Do you have a filter or air stone breaking the surface? Still water develops a film regardless of what you add.


----------



## Jesss (Apr 27, 2013)

Is the film harmful in anyway? Also I do not have a filter or airline fed into the tank.


----------



## Solcielo lawrencia (Dec 30, 2013)

How is the ammonia/waste being processed? Biofilm is not harmful.


----------



## Jesss (Apr 27, 2013)

I change 50% every 2-3 days but i cant seem to get rid of the film


----------



## mistergreen (Dec 9, 2006)

paper towel at the surface will pick up the film.


----------



## auban (Jun 23, 2012)

shake it up and let it settle for a few minutes, then pour it off. that will let the heavier stuff settle to the bottom. the daphnia wont eat it off the bottom of their tank anyway, so its best to just let it settle out beforehand so that you dont add it to the tank. 
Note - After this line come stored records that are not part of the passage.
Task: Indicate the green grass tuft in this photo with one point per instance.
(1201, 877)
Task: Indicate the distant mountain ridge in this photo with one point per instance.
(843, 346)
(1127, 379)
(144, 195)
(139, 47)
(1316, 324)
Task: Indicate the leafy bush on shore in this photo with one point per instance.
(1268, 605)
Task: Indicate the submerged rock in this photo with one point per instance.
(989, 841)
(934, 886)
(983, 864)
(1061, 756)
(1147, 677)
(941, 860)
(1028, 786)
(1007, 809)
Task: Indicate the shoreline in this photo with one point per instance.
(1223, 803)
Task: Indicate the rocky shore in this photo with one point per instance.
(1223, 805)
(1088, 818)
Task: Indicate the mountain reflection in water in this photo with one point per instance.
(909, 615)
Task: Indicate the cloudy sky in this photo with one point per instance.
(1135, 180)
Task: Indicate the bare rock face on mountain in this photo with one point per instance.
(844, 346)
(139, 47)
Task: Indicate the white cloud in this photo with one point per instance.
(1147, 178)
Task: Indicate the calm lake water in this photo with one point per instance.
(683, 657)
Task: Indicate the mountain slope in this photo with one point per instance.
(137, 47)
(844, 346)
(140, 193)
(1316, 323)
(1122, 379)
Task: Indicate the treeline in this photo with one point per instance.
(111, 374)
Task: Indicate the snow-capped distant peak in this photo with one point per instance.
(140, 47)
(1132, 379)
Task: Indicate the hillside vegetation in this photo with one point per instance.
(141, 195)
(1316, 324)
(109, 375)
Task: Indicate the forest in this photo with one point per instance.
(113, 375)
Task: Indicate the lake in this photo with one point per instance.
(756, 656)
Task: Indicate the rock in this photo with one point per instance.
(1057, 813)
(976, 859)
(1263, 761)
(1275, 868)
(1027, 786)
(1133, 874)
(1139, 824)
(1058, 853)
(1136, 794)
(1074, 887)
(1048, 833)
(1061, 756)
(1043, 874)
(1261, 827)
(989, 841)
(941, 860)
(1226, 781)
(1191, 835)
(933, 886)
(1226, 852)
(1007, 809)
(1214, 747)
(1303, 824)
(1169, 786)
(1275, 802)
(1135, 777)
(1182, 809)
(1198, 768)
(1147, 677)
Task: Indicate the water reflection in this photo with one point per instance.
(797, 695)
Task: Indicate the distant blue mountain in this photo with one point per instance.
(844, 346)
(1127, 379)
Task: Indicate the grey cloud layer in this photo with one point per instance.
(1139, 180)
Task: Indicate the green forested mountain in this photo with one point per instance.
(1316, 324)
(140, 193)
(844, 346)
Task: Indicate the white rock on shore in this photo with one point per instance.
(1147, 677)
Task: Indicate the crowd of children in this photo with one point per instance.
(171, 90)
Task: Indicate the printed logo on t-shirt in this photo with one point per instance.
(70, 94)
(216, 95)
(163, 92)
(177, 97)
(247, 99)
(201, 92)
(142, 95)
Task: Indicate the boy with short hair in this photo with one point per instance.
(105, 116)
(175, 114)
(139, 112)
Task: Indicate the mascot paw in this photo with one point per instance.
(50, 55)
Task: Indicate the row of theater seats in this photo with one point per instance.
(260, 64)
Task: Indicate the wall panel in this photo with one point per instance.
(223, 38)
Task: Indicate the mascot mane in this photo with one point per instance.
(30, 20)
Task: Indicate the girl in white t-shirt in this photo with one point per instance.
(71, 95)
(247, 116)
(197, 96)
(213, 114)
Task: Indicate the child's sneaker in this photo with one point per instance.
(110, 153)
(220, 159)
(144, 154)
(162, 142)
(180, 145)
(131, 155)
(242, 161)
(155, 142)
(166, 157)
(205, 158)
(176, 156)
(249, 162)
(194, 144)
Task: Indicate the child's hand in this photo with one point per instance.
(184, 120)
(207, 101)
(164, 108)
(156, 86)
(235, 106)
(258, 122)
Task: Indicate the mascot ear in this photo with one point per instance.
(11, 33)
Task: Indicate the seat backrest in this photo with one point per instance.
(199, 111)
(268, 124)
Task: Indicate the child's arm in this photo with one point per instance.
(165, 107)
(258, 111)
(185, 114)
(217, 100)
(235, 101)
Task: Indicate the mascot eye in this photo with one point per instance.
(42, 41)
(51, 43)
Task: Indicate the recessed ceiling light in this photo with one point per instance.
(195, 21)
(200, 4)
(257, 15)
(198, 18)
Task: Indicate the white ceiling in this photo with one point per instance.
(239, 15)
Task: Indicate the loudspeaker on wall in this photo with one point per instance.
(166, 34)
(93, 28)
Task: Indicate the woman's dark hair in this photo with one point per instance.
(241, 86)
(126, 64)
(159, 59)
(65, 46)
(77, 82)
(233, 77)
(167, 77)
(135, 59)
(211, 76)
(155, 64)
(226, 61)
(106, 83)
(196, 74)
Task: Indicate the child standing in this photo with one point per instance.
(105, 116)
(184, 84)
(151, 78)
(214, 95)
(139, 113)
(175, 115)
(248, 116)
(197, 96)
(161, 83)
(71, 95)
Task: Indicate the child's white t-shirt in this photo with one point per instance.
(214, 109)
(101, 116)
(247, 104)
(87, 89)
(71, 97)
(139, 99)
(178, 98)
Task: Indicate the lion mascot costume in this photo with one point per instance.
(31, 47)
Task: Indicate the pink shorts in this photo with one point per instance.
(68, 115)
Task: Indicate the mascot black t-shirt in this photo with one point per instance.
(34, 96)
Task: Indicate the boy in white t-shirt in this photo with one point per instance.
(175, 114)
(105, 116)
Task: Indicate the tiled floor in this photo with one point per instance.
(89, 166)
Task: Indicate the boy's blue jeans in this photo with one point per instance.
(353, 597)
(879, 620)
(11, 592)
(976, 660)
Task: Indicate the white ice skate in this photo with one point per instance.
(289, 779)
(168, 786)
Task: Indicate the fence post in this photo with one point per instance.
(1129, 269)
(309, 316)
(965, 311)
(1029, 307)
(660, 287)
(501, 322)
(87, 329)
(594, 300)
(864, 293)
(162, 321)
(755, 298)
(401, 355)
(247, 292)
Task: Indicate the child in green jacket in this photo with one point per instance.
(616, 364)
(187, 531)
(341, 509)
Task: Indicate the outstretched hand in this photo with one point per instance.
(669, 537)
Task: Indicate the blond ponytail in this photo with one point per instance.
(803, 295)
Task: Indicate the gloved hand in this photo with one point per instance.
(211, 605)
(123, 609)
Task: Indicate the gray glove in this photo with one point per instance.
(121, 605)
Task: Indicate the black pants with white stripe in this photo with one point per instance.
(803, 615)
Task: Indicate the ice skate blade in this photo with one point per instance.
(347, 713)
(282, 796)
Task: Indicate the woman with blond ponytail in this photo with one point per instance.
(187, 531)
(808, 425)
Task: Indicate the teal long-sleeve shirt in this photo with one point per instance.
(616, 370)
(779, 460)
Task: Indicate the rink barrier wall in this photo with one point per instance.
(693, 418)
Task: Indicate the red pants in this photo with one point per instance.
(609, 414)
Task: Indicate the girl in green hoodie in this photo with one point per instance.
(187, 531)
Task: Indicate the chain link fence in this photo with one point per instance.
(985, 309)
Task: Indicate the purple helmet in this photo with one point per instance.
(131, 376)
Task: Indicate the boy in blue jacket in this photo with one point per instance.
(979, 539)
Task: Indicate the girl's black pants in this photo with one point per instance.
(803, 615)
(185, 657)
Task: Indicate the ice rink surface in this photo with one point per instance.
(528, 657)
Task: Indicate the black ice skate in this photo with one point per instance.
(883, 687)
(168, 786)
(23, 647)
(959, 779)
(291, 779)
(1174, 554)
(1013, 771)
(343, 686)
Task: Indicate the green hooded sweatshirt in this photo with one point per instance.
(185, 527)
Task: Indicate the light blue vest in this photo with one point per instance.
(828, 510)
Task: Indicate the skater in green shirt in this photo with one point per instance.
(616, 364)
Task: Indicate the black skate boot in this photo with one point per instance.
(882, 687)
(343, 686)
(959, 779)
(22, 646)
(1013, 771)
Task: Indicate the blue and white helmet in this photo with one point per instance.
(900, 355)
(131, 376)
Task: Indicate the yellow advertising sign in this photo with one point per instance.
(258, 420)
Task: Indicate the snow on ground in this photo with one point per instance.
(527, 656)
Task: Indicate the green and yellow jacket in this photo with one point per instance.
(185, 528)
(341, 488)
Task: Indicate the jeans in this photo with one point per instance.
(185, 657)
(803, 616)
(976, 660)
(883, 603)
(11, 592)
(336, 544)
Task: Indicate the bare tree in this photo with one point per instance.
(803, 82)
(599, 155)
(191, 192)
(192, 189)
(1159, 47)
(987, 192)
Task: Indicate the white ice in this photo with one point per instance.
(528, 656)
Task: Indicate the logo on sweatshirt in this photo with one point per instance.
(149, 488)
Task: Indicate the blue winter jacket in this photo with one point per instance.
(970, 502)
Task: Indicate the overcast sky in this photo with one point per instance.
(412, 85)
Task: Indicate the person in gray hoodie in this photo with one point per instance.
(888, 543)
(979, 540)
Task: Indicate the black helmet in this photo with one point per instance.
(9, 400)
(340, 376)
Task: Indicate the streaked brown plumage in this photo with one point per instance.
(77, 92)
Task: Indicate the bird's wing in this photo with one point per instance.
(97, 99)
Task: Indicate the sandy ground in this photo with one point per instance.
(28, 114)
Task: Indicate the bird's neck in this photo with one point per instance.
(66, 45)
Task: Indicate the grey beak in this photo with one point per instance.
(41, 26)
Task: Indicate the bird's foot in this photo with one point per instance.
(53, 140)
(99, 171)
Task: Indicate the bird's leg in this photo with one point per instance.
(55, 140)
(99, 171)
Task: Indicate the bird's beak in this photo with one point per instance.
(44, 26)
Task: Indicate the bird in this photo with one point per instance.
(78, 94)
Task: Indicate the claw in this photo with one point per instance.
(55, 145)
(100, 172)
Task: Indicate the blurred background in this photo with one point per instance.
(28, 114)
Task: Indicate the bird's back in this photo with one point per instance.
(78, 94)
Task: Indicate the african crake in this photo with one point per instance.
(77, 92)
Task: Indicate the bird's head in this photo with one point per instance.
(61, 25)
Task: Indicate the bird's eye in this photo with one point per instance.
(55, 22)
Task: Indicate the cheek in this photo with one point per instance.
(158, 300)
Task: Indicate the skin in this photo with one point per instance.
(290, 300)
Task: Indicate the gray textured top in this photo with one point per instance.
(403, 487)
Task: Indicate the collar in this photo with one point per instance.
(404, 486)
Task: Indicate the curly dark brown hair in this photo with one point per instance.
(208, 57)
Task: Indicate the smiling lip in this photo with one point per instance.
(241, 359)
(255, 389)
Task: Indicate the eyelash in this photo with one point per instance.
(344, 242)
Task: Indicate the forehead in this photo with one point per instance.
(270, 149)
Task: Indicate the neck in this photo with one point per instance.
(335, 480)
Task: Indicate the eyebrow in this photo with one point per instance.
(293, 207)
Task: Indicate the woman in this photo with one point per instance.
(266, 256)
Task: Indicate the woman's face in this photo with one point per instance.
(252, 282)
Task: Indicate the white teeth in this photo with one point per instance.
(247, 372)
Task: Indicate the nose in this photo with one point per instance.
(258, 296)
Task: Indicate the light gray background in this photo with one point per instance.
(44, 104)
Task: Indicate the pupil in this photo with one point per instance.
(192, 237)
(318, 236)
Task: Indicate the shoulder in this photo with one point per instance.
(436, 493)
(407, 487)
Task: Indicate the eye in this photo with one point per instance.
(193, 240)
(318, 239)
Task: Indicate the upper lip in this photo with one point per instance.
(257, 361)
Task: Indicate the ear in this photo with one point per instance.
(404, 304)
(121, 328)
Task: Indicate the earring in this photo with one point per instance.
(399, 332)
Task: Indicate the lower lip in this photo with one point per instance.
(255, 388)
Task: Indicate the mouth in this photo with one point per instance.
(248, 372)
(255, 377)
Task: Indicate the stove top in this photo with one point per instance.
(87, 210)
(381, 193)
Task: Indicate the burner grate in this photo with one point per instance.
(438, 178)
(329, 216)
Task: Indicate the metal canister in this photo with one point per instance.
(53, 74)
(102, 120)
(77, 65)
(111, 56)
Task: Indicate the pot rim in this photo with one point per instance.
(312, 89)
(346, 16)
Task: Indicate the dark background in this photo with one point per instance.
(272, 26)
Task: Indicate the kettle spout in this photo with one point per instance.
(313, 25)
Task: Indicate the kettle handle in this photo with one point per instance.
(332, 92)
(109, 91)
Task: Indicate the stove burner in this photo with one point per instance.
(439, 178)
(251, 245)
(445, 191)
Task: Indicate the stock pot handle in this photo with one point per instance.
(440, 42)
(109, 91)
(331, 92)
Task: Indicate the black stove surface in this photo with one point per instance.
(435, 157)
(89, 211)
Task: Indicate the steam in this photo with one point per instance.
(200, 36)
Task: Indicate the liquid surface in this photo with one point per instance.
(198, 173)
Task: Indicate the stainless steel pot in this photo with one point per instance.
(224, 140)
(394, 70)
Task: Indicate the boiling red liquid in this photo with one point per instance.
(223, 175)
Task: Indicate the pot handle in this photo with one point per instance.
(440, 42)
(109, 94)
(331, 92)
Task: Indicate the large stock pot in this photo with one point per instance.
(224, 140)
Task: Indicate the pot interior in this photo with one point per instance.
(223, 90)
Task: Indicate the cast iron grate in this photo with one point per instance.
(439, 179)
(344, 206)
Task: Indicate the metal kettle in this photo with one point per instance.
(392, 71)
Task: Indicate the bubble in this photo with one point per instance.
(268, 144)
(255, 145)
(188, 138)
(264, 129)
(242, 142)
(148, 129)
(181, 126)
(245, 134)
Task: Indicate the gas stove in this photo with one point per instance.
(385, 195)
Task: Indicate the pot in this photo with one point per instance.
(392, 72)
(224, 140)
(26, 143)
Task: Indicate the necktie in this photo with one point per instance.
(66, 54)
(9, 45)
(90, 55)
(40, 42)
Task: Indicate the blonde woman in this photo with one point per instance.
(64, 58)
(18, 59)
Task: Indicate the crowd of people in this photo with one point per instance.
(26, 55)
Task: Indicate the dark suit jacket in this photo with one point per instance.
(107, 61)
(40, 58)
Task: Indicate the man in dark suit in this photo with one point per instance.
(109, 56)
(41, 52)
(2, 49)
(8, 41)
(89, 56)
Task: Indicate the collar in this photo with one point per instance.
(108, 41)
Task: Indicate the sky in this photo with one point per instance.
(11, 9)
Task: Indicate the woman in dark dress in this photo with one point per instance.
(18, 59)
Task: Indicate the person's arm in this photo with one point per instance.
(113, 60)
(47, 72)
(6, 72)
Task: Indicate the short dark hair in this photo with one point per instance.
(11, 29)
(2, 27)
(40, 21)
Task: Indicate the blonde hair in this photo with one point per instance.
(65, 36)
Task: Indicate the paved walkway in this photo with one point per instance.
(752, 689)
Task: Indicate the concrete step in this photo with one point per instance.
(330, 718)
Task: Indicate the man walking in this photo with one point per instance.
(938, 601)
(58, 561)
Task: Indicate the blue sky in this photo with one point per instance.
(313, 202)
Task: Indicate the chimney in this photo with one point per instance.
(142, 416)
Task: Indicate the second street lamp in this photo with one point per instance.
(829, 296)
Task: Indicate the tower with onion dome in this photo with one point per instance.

personally, i prefer chlorella algae to spirulina. astaxanthin powder is even better, since its essentially a live(but dormant) freshwater microalgae. plus, it disperses into the water better than anything else i have come across and it stays suspended.


----------



## Solcielo lawrencia (Dec 30, 2013)

The biofilm is harmless. If anything, it provides an alternative source of food.


----------